Upper And Lower Sequence
Definition:
For a bounded sequence \(a_n\), let
\[u_n = \sup \{a_m \vert m \ge n\}\] \[l_n = \inf \{a_m \vert m \ge n\}\]we call \(u_n\) the upper sequence of \(a_n\), \(l_n\) the lower sequence of \(a_n\). We want to show for the bounded sequence \(a_n\), the upper sequence and lower sequence converge: \(\lim_{n\to\infty} u_n, \lim_{n\to\infty} l_n\) exists. It is easy to see \(u_n \searrow, \, l_n \nearrow\). Also \(l_n \le a_n \le u_n\).

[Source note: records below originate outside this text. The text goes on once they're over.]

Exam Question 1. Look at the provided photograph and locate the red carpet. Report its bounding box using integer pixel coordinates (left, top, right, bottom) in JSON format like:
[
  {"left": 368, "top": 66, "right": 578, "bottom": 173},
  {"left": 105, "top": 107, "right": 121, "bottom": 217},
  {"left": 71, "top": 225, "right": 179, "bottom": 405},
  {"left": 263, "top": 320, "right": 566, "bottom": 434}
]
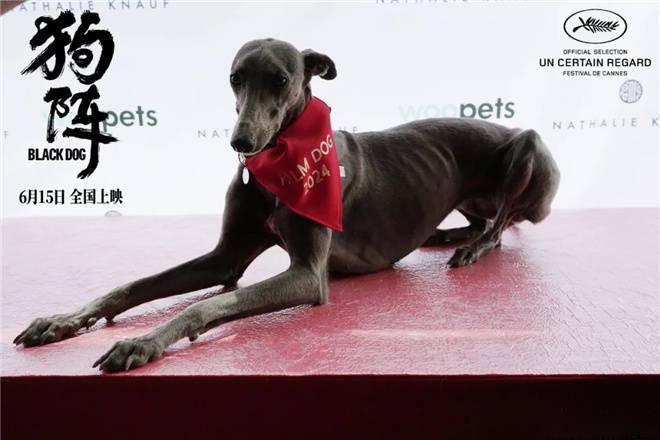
[{"left": 2, "top": 209, "right": 660, "bottom": 438}]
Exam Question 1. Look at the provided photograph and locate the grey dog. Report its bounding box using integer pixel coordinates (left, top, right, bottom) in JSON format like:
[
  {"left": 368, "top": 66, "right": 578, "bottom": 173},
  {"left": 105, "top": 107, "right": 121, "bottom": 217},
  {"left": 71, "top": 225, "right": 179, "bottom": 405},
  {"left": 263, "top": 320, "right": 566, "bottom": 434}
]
[{"left": 14, "top": 39, "right": 559, "bottom": 371}]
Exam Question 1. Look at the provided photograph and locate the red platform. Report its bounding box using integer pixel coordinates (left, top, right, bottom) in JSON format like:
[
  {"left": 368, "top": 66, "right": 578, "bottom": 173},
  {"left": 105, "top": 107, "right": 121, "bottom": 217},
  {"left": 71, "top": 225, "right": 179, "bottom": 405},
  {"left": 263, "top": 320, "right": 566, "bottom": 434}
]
[{"left": 1, "top": 209, "right": 660, "bottom": 438}]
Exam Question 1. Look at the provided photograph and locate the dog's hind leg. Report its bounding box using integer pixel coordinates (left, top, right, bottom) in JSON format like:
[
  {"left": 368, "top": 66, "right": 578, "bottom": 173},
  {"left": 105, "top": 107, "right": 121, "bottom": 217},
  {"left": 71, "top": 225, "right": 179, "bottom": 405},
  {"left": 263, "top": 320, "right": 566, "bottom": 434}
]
[
  {"left": 449, "top": 130, "right": 542, "bottom": 267},
  {"left": 422, "top": 209, "right": 488, "bottom": 247}
]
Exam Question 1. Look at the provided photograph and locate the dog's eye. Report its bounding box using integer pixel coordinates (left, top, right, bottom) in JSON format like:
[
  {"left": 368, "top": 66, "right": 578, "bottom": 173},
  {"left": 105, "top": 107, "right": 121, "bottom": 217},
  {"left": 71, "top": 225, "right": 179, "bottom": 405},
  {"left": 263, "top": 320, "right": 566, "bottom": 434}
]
[
  {"left": 229, "top": 73, "right": 241, "bottom": 86},
  {"left": 274, "top": 75, "right": 289, "bottom": 87}
]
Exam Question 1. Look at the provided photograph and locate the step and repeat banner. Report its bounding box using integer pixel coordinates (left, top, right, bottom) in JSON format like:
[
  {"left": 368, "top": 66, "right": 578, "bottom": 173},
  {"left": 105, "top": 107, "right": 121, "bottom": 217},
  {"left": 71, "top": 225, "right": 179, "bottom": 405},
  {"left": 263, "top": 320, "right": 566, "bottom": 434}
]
[{"left": 0, "top": 0, "right": 660, "bottom": 217}]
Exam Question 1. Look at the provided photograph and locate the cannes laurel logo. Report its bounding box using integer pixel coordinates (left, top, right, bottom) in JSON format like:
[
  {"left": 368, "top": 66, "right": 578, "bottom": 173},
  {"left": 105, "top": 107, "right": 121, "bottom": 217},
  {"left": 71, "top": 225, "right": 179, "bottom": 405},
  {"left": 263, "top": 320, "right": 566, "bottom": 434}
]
[{"left": 564, "top": 9, "right": 628, "bottom": 44}]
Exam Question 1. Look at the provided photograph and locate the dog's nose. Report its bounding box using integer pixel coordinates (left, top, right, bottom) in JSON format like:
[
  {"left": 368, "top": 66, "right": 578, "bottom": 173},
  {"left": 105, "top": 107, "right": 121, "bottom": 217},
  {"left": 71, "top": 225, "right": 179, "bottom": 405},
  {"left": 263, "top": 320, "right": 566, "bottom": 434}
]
[{"left": 231, "top": 137, "right": 254, "bottom": 153}]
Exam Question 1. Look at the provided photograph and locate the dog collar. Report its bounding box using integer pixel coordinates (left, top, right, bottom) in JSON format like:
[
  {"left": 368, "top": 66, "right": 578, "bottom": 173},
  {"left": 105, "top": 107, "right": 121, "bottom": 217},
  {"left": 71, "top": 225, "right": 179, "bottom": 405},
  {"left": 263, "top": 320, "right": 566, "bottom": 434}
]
[{"left": 238, "top": 97, "right": 342, "bottom": 231}]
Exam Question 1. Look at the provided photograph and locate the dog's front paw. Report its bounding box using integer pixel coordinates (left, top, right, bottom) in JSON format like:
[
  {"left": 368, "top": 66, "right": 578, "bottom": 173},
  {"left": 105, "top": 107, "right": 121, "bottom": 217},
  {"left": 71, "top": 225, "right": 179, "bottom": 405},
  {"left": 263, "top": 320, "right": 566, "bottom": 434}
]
[
  {"left": 92, "top": 336, "right": 164, "bottom": 372},
  {"left": 447, "top": 246, "right": 479, "bottom": 267},
  {"left": 14, "top": 314, "right": 96, "bottom": 347}
]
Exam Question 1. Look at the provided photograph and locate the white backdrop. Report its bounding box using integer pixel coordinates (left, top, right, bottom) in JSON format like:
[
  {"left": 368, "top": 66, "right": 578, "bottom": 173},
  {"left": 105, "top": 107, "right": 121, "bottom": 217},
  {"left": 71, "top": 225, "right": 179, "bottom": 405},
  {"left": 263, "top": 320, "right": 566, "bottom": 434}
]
[{"left": 0, "top": 0, "right": 660, "bottom": 217}]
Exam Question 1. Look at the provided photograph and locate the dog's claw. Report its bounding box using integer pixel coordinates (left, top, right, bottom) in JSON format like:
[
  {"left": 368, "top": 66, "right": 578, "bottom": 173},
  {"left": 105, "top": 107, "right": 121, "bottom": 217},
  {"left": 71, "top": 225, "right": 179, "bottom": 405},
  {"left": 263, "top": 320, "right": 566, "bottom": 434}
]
[
  {"left": 92, "top": 336, "right": 163, "bottom": 372},
  {"left": 14, "top": 315, "right": 81, "bottom": 347}
]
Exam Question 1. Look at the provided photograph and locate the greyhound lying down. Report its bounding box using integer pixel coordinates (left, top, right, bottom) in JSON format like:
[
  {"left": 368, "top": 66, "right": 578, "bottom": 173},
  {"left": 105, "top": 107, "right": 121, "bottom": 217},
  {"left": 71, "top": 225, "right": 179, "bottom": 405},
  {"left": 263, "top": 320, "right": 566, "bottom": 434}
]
[{"left": 14, "top": 39, "right": 559, "bottom": 371}]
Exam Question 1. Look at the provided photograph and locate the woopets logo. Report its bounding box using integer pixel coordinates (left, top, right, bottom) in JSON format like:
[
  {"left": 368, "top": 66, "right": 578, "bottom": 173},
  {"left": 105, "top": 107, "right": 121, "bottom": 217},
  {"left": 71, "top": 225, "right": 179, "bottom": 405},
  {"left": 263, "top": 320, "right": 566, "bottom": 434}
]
[
  {"left": 399, "top": 98, "right": 516, "bottom": 121},
  {"left": 564, "top": 9, "right": 628, "bottom": 44}
]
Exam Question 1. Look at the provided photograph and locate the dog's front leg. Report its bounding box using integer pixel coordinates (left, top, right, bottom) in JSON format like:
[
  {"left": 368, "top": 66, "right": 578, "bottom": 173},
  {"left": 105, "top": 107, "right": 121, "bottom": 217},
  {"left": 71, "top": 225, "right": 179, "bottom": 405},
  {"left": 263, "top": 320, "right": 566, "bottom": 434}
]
[{"left": 94, "top": 214, "right": 330, "bottom": 371}]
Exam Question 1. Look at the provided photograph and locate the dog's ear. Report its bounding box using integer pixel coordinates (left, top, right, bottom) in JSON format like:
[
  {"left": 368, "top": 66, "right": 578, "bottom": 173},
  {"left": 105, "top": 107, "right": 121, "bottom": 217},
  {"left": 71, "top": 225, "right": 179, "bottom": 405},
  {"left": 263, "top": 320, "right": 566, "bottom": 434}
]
[{"left": 301, "top": 49, "right": 337, "bottom": 79}]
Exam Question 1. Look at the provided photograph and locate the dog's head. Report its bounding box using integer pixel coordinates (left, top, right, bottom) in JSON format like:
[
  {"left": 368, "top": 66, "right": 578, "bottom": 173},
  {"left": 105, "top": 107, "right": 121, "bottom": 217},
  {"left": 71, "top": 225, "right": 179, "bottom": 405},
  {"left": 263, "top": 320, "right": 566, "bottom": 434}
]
[{"left": 229, "top": 38, "right": 337, "bottom": 155}]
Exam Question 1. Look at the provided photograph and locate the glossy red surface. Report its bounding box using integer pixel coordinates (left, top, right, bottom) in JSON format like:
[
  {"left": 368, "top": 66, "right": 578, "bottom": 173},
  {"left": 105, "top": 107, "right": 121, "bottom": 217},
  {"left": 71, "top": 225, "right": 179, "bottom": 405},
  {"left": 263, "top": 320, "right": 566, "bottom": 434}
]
[{"left": 1, "top": 209, "right": 660, "bottom": 377}]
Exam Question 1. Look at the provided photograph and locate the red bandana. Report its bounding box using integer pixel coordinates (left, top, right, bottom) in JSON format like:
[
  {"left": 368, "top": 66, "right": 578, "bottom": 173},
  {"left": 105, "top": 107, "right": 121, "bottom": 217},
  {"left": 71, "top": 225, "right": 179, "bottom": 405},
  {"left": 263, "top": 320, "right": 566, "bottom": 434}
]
[{"left": 243, "top": 98, "right": 342, "bottom": 232}]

For example, to show \(u_n \searrow\), we need to show \(\forall i \ge 1, u_{i+1} \le u_{i}\). Were this false, \(\exists i \ge 1, u_{i} < u_{i+1}\).
\[u_{i} < u_{i+1} = \sup \{a_m \vert m \ge i + 1\}\] \[u_{i} \text{ is not upper bound of } \{a_m \vert m \ge i + 1\}\] \[u_{i} \text{ is upper bound of } \{a_m \vert m \ge i\} \implies u_{i} \text{ is upper bound of } \{a_m \vert m \ge i+1\}\]Also, the sequence \(\{u_n\}\), \(\{l_n\}\) is bounded. For example, to show \(\{u_n\}\) is bounded, since \(u_n \searrow\), we only need to show \(\{u_n\}\) has lower bound. Let \(A\) be a lower bound of \(\{a_n\}\), we want to show \(A\) is also a lower bound of \(\{u_n\}\). Were this false, \(A\) is not a lower bound of \(\{u_n\}\)
\[\exists i, u_i < A\] \[\exists i, a_i \le \sup \{a_m \vert m \ge i\} = u_i < A\]Then we have \(a_i < A\), this is impossible, since \(A\) is lower bound of \(\{a_n\}\).
\[\overline{\lim_{n\to\infty}} a_{n}=\limsup_{n\to\infty} a_n := \lim_{n\to\infty} u_n\] \[\underline{\lim}\limits_{n\to\infty} \liminf_{n\to\infty} a_n := \lim_{n\to\infty} l_n\]Ex4: \(a_n\) converges \(\iff\) \(\limsup_{n\to\infty} a_n = \liminf_{n\to\infty} a_n \ne \infty\).
And if it is the case, \(\lim_{n\to\infty}a_n = \limsup_{n\to\infty} a_n = \limsup_{n\to\infty} a_n\)
We have \(l_n \le a_n \le u_n\)
\(\Leftarrow\) is from squeeze theorem.
\(\implies\), Let \(\lim_{n\to\infty}a_n\) = A
\[\forall \epsilon > 0\, \exists N \in\mathbb{N}\, [n \ge N \implies A - \varepsilon < a_n < A + \varepsilon ]\]thus \(A - \varepsilon\) is a lower bound of \(\{a_m \vert m \ge N\}\), and \(l_N\) is the greatest lower bound of \(\{a_m \vert m \ge N\}\), thus \(A - \varepsilon \le l_N \le l_n\) for all \(n \ge N\). Similarly
\[\forall \epsilon > 0\, \exists N \in\mathbb{N}\, [n \ge N \implies A - \varepsilon \le l_{N} \le l_n \le a_n \le u_n \le u_N \le A + \varepsilon ]\]thus \(\limsup_{n\to\infty} a_n = \liminf_{n\to\infty} a_n = A\).